Monday 23 March 2009

There's no better time for procrastination than when you should be doing something else...

Well, well, two blogs in a week I bet you think that's pretty clever, don't you boy?
And if anyone get's that obscure reference, I'll buy them a chupachup.

A few days ago Caroline's bike got a flat tire.
Another beautiful feature of life in Beijing is that handymen hang out on street corners. They have little mobile workshops that can cut keys, repair shoes and other leather goods and fortunately for us; bikes too.
After spending about 45 minutes wheeling Caroline's bike all over the 'hood past three unoccupied handyman sites, I found one approximately 5 minutes from the door.

Anyway, he deftly identified the problem, whipped the valve out, shortened it with a very sharp piece of metal and pumped the tire back up again.

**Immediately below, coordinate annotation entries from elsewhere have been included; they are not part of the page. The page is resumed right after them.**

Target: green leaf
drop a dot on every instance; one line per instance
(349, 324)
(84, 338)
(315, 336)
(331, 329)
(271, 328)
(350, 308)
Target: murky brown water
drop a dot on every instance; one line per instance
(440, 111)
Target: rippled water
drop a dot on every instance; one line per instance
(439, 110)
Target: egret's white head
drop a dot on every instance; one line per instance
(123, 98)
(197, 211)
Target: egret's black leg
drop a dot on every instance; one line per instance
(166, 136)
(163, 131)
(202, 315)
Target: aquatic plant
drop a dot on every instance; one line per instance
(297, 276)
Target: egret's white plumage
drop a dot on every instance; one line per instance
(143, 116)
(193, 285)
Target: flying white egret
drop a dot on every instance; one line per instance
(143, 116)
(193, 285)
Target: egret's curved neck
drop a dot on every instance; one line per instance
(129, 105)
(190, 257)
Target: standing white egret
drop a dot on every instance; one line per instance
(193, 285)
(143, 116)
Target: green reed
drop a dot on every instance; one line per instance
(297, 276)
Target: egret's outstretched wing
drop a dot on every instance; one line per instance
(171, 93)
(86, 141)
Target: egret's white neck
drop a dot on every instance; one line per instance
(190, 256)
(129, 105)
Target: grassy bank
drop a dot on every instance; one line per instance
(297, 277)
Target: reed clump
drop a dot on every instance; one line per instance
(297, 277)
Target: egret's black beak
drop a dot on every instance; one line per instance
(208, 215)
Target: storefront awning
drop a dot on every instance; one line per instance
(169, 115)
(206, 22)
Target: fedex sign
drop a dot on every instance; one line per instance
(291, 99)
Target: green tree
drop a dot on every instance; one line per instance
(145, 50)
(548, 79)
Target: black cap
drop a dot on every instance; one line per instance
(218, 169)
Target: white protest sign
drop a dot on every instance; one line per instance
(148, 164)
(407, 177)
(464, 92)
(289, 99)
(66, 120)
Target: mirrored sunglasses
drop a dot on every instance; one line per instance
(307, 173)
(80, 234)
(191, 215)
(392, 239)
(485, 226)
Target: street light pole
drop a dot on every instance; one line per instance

He wanted something that on two hearings sounded like baisa, he must have had a strong provincial accent I guess. So I gave him Y20 (take off a zero for €/£) note in the hope it wouldn't be too small. It wasn't, he asked if I had anything smaller, so it must have been less than ten. However I figured since I was happy with the job and would have paid more, Y20 was a fair price.

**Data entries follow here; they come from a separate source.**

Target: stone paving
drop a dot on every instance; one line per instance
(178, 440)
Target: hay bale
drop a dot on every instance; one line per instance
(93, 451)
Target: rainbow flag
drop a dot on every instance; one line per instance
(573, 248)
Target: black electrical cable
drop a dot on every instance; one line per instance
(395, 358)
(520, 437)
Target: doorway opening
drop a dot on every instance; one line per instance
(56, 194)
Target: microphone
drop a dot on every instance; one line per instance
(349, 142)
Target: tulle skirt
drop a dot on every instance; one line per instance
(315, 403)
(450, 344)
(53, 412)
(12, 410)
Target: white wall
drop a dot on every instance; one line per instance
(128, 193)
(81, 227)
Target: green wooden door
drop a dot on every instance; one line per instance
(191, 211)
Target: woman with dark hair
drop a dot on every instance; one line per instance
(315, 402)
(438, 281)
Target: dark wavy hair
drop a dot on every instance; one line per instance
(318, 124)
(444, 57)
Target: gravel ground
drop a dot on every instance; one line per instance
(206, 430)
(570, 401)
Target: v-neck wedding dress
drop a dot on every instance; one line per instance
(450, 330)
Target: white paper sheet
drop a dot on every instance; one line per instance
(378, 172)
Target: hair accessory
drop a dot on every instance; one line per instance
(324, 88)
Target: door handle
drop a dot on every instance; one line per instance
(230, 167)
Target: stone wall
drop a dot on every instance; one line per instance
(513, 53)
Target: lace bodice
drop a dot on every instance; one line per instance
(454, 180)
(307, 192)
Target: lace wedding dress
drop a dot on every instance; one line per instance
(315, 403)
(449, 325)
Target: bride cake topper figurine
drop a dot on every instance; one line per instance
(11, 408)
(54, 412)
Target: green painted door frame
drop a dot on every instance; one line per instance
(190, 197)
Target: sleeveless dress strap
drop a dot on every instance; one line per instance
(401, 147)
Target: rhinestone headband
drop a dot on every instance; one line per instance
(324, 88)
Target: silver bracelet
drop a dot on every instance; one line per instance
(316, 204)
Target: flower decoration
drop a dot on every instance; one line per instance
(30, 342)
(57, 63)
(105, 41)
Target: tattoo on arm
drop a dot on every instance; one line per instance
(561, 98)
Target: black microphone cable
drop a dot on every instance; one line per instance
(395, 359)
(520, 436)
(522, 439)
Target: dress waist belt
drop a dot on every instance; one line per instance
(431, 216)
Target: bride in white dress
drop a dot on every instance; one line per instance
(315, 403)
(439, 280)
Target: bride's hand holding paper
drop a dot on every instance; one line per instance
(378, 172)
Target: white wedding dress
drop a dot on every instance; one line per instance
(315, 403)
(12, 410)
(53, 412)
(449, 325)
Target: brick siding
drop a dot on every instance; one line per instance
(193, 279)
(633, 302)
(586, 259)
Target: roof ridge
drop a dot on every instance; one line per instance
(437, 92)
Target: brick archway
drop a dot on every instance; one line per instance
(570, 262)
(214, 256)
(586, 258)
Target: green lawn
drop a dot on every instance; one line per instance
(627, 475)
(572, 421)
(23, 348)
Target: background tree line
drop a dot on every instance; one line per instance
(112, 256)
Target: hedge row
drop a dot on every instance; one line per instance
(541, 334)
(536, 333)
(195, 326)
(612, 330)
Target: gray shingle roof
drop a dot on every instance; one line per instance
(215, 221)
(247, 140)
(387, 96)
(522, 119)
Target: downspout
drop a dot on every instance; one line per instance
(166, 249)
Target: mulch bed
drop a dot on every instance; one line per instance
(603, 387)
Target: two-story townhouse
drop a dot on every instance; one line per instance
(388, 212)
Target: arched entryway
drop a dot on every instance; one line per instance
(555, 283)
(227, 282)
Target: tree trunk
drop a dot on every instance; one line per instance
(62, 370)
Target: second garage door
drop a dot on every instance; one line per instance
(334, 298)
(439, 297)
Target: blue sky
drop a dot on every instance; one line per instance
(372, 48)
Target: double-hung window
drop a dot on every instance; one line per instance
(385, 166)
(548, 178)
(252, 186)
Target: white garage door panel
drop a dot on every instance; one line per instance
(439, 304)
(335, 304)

Anyway, just a little detour to explain how easy it can be to get some otherwise awkward tasks done when there is a huge amount of labour knocking around.

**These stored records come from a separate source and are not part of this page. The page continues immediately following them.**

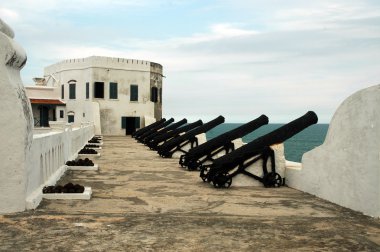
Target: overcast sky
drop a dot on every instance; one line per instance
(237, 58)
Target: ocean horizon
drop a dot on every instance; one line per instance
(295, 146)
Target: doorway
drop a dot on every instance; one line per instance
(44, 116)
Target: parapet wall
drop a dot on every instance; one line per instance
(47, 156)
(346, 168)
(101, 62)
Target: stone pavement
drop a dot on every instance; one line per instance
(142, 202)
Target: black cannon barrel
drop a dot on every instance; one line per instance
(255, 147)
(204, 149)
(146, 128)
(166, 148)
(171, 127)
(174, 133)
(154, 129)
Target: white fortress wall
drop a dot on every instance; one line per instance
(28, 162)
(16, 124)
(47, 156)
(125, 72)
(345, 169)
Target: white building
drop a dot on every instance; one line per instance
(117, 94)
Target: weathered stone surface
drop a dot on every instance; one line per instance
(142, 202)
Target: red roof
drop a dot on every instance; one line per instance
(47, 101)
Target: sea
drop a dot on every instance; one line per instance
(295, 146)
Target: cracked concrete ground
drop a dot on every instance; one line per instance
(142, 202)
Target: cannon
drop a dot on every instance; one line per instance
(159, 140)
(169, 128)
(223, 169)
(207, 151)
(154, 129)
(146, 128)
(176, 144)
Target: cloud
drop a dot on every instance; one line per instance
(9, 14)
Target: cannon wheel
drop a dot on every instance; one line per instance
(222, 181)
(272, 179)
(203, 174)
(192, 166)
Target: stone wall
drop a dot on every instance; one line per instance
(47, 156)
(27, 161)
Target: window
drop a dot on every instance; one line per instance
(154, 94)
(113, 90)
(124, 121)
(63, 92)
(99, 90)
(134, 93)
(72, 91)
(70, 118)
(87, 90)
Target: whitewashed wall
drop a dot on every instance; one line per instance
(125, 72)
(16, 124)
(47, 156)
(346, 168)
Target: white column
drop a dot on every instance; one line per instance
(15, 124)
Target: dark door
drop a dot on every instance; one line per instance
(44, 116)
(130, 125)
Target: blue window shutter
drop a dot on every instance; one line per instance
(113, 90)
(87, 90)
(72, 91)
(137, 122)
(134, 93)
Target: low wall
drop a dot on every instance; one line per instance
(346, 168)
(47, 156)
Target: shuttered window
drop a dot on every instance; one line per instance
(70, 118)
(113, 90)
(87, 90)
(72, 91)
(154, 94)
(124, 122)
(134, 93)
(99, 90)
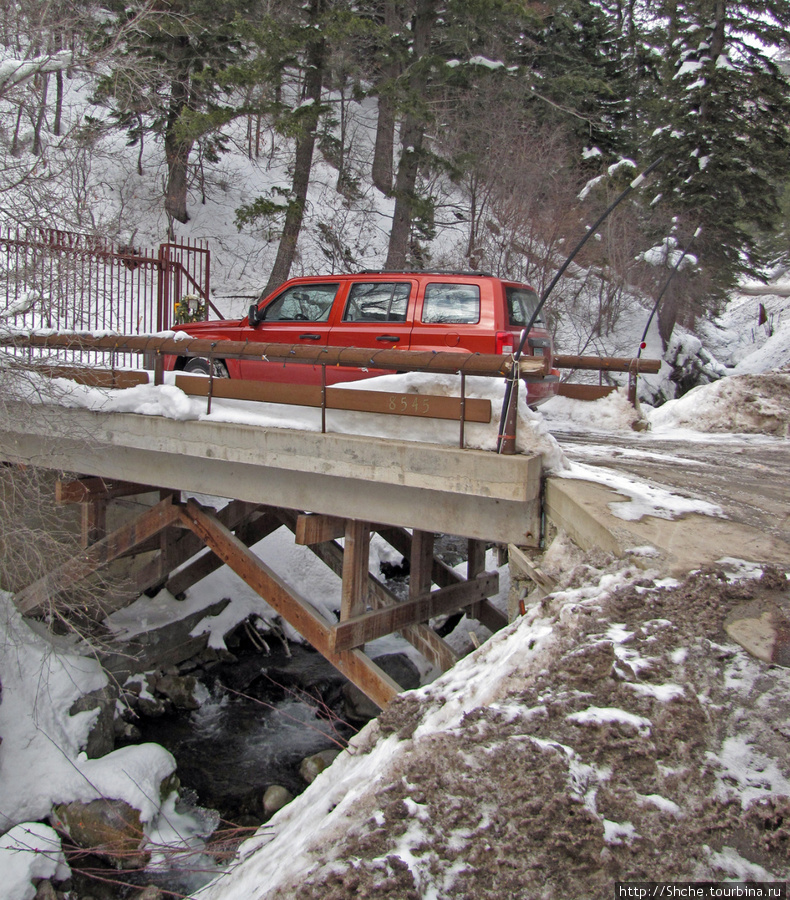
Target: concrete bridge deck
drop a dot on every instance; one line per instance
(472, 493)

I am currently toiling away with 3 jobs, so free time is scarce, hence the reduced number of blog posts. 2 Universities and 1 micro finance / sustainable enterprise if you're interested.

I had lunch with a student last week, during office hours when we meet up to talk about any academic questions they might have.
However, when we actually met she'd worked out the questions for herself and generally just wanted to gossip.
There was some vaguely salacious rumours about other lecturers, but I'm not too interested in that stuff, so mostly dismissed it.
However, she did mention something I thought that was quite interesting.
The students at my college have a lower college entrance exam score, so essentially their parents have to pay to get them on a course that includes foreign study.
So these kids tend to be the progeny of the relatively / very wealthy.
Sometimes see them driving round in luxury 4x4s, don't forget that for the many, China remains a developing country.

The rest of the students at the university are considerably poorer, representing as they do a cross-section of Chinese society.

So, apparently the rich kids think that sometimes when they go in the lecture theatre after the 'poor' kids, it sometimes "smells a bit funny".
However, they also know that all of those kids are there on merit and scored considerably higher in their exams.
It kind of levels out the playing field I think and stops the rich kids from being too snobby.
You should see the blackboard sometimes when we have a class after the boffins (that ones for you dad :-)
I often can't understand a word that's on there.
It is in Chinese of course...
No I jest, last week sometime they had been teaching astrophysics, in English! Measuring quarks, black holes and cetera.

So I'll end on this happy note:
The people with the top 5% of IQ in China outnumber every single person in the UK.